Introduction to Azure Data Factory
This article applies to version 1 of Azure Data Factory, which is generally available (GA). If you are using version 2 of the Data Factory service, which is in preview, see Introduction to Data Factory V2.
What is Azure Data Factory?
In the world of big data, how is existing data leveraged in business? Is it possible to enrich data that's generated in the cloud by using reference data from on-premises data sources or other disparate data sources?
For example, a gaming company collects logs that are produced by games in the cloud. It wants to analyze these logs to gain insights into customer preferences, demographics, usage behavior, and so on. The company also wants to identify up-sell and cross-sell opportunities, develop compelling new features to drive business growth, and provide a better experience to customers.
To analyze these logs, the company needs to use the reference data such as customer information, game information, and marketing campaign information that is in an on-premises data store. Therefore, the company wants to ingest log data from the cloud data store and reference data from the on-premises data store.
Next they want to process the data by using Hadoop in the cloud (Azure HDInsight). They want to publish the result data into a cloud data warehouse such as Azure SQL Data Warehouse or an on-premises data store such as SQL Server. The company wants this workflow to run once a week.
The company needs a platform where they can create a workflow that can ingest data from both on-premises and cloud data stores. The company also needs to be able to transform or process data by using existing compute services such as Hadoop, and publish the results to an on-premises or cloud data store for BI applications to consume.
Azure Data Factory is the platform for these kinds of scenarios. It is a cloud-based data integration service that allows you to create data-driven workflows in the cloud that orchestrate and automate data movement and data transformation.

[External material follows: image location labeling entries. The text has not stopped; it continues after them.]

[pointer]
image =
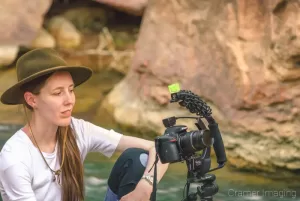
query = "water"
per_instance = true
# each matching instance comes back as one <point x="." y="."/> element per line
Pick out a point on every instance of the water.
<point x="233" y="186"/>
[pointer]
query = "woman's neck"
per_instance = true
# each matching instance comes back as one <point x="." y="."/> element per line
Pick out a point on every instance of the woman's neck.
<point x="44" y="133"/>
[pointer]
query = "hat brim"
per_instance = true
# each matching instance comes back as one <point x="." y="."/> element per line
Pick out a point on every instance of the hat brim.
<point x="14" y="94"/>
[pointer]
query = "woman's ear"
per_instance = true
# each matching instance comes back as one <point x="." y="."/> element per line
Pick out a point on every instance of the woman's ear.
<point x="30" y="99"/>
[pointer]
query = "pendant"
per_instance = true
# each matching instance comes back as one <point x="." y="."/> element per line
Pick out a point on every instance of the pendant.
<point x="56" y="174"/>
<point x="53" y="177"/>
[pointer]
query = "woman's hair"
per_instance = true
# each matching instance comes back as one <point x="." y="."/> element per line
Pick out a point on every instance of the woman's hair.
<point x="72" y="170"/>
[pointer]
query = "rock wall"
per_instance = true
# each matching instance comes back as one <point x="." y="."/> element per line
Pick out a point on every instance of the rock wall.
<point x="240" y="56"/>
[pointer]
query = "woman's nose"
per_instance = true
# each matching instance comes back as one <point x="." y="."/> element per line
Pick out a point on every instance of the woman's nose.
<point x="69" y="98"/>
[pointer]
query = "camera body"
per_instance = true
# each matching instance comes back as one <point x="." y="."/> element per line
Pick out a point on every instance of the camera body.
<point x="177" y="144"/>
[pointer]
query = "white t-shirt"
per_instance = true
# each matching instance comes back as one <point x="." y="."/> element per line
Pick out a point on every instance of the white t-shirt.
<point x="24" y="176"/>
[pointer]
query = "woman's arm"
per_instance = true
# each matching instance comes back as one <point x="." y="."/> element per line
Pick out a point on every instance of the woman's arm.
<point x="16" y="183"/>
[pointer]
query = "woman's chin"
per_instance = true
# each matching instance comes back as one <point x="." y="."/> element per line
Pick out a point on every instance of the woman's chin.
<point x="64" y="121"/>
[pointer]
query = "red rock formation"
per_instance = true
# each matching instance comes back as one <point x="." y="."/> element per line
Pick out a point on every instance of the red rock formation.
<point x="242" y="56"/>
<point x="20" y="21"/>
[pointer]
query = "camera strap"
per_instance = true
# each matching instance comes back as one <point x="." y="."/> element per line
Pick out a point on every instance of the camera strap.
<point x="153" y="195"/>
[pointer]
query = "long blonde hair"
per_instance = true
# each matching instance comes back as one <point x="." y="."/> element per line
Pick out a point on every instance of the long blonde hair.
<point x="72" y="169"/>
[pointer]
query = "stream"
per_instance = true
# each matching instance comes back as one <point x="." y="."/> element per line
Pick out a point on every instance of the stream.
<point x="233" y="185"/>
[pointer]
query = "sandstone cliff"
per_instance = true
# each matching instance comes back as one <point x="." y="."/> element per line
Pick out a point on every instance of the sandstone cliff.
<point x="241" y="56"/>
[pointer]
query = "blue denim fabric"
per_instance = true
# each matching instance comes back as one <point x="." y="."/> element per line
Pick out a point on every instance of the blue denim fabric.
<point x="110" y="196"/>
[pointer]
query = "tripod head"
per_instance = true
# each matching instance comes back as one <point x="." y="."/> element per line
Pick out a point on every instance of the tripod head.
<point x="177" y="145"/>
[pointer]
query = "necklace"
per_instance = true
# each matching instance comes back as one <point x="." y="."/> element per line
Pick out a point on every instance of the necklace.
<point x="56" y="173"/>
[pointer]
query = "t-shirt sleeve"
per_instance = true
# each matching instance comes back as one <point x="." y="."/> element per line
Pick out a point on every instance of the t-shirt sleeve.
<point x="93" y="138"/>
<point x="17" y="183"/>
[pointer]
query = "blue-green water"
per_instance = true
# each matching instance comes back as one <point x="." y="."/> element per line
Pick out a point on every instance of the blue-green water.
<point x="233" y="185"/>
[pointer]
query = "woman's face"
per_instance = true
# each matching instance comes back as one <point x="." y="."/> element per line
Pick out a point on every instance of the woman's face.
<point x="56" y="99"/>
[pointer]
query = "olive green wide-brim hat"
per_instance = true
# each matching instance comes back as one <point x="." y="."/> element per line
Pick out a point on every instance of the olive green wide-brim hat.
<point x="39" y="62"/>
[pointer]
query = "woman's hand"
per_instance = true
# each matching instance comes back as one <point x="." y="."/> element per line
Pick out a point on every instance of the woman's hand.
<point x="142" y="192"/>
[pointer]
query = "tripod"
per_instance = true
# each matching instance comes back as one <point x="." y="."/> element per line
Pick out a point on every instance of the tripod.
<point x="205" y="190"/>
<point x="198" y="166"/>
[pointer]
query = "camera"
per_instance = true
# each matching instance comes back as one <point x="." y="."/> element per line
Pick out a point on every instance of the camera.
<point x="177" y="144"/>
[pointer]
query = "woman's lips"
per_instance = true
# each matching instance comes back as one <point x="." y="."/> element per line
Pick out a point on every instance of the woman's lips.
<point x="66" y="113"/>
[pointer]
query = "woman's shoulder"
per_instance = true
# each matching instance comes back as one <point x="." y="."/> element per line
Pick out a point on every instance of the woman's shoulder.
<point x="15" y="150"/>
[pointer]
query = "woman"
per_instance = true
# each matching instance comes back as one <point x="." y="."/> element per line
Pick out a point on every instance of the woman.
<point x="43" y="161"/>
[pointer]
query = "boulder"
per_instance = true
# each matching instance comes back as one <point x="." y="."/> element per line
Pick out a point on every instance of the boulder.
<point x="64" y="32"/>
<point x="20" y="21"/>
<point x="43" y="40"/>
<point x="8" y="54"/>
<point x="135" y="7"/>
<point x="241" y="56"/>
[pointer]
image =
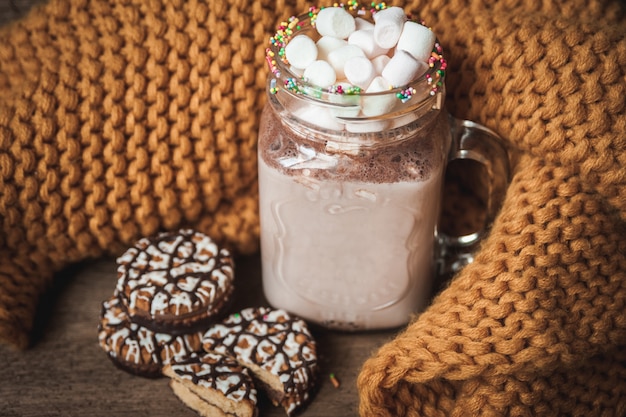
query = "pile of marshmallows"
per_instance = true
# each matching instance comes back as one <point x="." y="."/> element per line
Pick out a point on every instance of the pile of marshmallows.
<point x="358" y="51"/>
<point x="354" y="54"/>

Using Azure Data Factory, you can do the following tasks:
Create and schedule data-driven workflows (called pipelines) that can ingest data from disparate data stores.
Process or transform the data by using compute services such as Azure HDInsight Hadoop, Spark, Azure Data Lake Analytics, and Azure Machine Learning.
Publish output data to data stores such as Azure SQL Data Warehouse for business intelligence (BI) applications to consume.
It's more of an Extract-and-Load (EL) and Transform-and-Load (TL) platform rather than a traditional Extract-Transform-and-Load (ETL) platform. The transformations process data by using compute services rather than by adding derived columns, counting the number of rows, sorting data, and so on.
Currently, in Azure Data Factory, the data that workflows consume and produce is time-sliced data (hourly, daily, weekly, and so on). For example, a pipeline might read input data, process data, and produce output data once a day. You can also run a workflow just one time.
How does it work?
The pipelines (data-driven workflows) in Azure Data Factory typically perform the following three steps:
Connect and collect
Enterprises have data of various types that are located in disparate sources. The first step in building an information production system is to connect to all the required sources of data and processing. These sources include SaaS services, file shares, FTP, and web services. Then move the data as-needed to a centralized location for subsequent processing.
Without Data Factory, enterprises must build custom data movement components or write custom services to integrate these data sources and processing. It is expensive and hard to integrate and maintain such systems. These systems also often lack the enterprise grade monitoring, alerting, and controls that a fully managed service can offer.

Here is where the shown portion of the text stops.